Egypt Should Pay For The Water

Posted by addisethiopia / አዲስ ኢትዮጵያ on November 24, 2010

Without some kind of negotiated agreement on how to share the waters, the risk is growing that conflicts will occur and those conflicts will be violent.”

Talking about war

Ethiopian Prime Minister Meles Zenawi told Reuters on Tuesday that Egypt could not win a war with Ethiopia over the River Nile and that Cairo was supporting rebel groups in an attempt to destabilize Ethiopia.

Well, the most valuable commodity in the world today, and likely to remain so for much of this century, is not oil, not natural gas, not even some type of renewable energy. It’s water—clean, safe, fresh water.

When you want to spot emerging trends, always follow the money. Today, many of the world’s leading investors and most successful companies are making big bets on water. Do a little research, and it’s easy to see why. There simply isn’t enough freshwater to go around, and the situation is expected to get worse before it gets better.
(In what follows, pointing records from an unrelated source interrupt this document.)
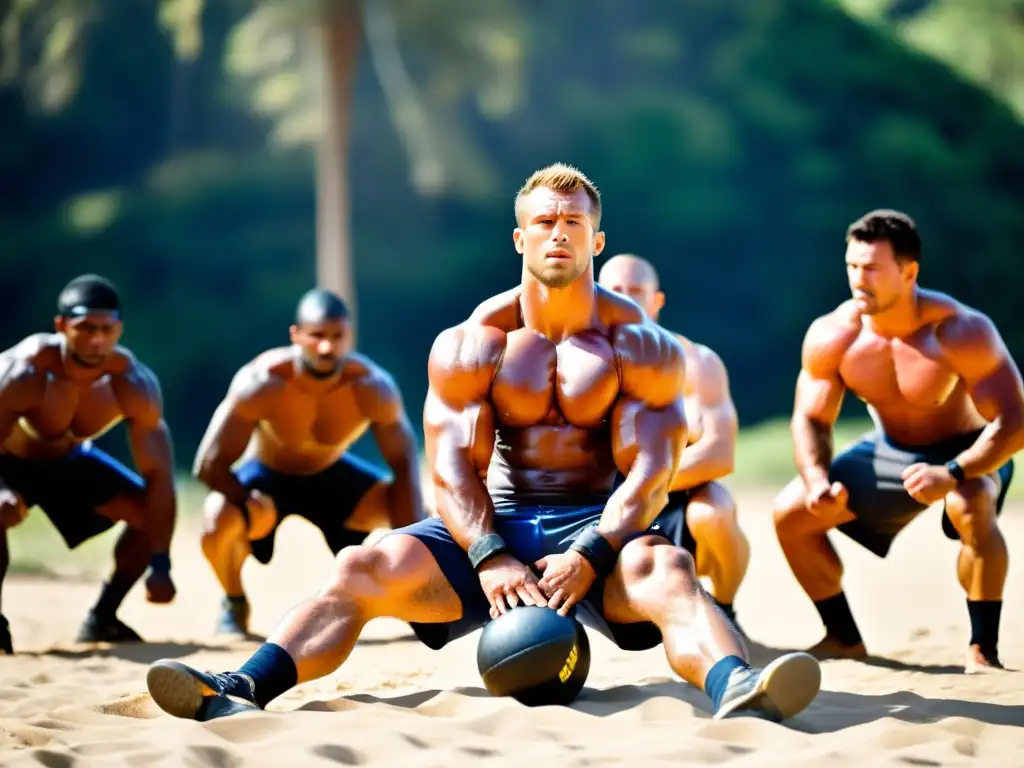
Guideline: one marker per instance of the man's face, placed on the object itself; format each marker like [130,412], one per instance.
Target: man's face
[90,337]
[324,345]
[630,279]
[878,280]
[556,236]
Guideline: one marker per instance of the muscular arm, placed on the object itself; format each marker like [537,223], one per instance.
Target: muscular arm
[150,440]
[228,433]
[713,455]
[817,402]
[381,401]
[648,429]
[459,427]
[976,351]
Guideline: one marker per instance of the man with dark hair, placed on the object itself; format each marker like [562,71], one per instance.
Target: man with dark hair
[291,415]
[57,392]
[700,514]
[948,403]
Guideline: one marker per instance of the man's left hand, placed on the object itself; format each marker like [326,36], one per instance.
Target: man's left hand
[565,580]
[928,483]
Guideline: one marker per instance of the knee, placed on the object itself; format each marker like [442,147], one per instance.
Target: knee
[671,568]
[972,510]
[220,520]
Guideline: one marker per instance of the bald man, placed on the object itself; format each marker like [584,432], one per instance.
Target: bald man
[701,513]
[291,415]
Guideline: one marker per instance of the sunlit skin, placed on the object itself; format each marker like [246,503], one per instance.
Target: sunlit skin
[929,369]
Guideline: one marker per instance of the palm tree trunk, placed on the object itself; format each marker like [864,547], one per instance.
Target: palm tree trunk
[341,35]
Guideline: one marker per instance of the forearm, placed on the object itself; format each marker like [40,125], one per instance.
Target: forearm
[705,461]
[994,446]
[403,499]
[812,441]
[463,503]
[636,502]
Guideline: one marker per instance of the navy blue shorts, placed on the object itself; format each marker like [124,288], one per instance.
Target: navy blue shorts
[70,489]
[530,531]
[326,499]
[871,470]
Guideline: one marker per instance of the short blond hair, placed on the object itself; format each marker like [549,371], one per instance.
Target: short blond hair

According to current studies, the worldwide scarcity of usable water worldwide already has made water more valuable than oil.

In the Unites States, in a state where water has become an increasingly scarce commodity, a growing number of farmers are betting they can make more money selling their water supplies to thirsty cities and farms than by growing crops.

In the past, Ethiopia has never put anything in place to manage her immense water resources, not to mention regulated river systems.

Predictions of “water wars” are commonplace, and yet they hardly ever happen: It’s almost always cheaper to cut a deal and share the water. But the Nile basin contains 400 million inhabitants, and Egypt and Sudan, with only 120 million people, are using almost all of its water.

After he signed the Egyptian-Israeli peace treaty in 1979, Egyptian President Anwar Sadat said: “The only matter that could take Egypt to war again is water.”

Well, the world kept turning, and now a potential war over water is creeping onto Egypt’s agenda.

Egypt is the economic and cultural superpower of the Arab world: Its 78 million people account for almost a third of the world’s Arabic-speaking population. But 99 percent of it is open desert, and if it were not for the Nile river running through that desert, Egypt’s population would not be any bigger than Libya’s (5 million). So Cairo takes a dim view of anything that might diminish the flow of that river. For thousands of years Egypt has arrogantly defended its right to use the Nile’s waters as it pleases.

Now, amid warnings of conflict and crop failure, the balance of power is starting to change as other countries like Ethiopia make new claims on the water.

If nations become rich and influential by selling their natural resources like Oil and Gas, countries like Ethiopia should also begin charging those ungrateful Egypt and Sudan for using the waters of the river Nile. Ethiopia has authority and moral legitimacy to charge a higher fee for its rivers then oil and gas.

There’s no easy way out of this impasse. But one possible alternative option would be for Ethiopia to act as Egypt’s “water banker.”

Lake Nasser, the 340-mile-long reservoir behind the Aswan High Dam, holds a whopping 157 billion cubic meters of water. But an estimated 10 billion cubic meters–nine percent of the water that reaches Lake Nasser each year–never makes it to a faucet or an irrigation ditch; it evaporates into the cloudless desert skies of southern Egypt. That’s enough drinking water for 20 million Egyptians–a quarter of the population.

Evaporation isn’t much of a problem in equatorial Africa, where the White Nile begins, and there’s a lot of fertile land as well.

Egypt should invest some of its water there, rather than lose it to evaporation in the Sahara.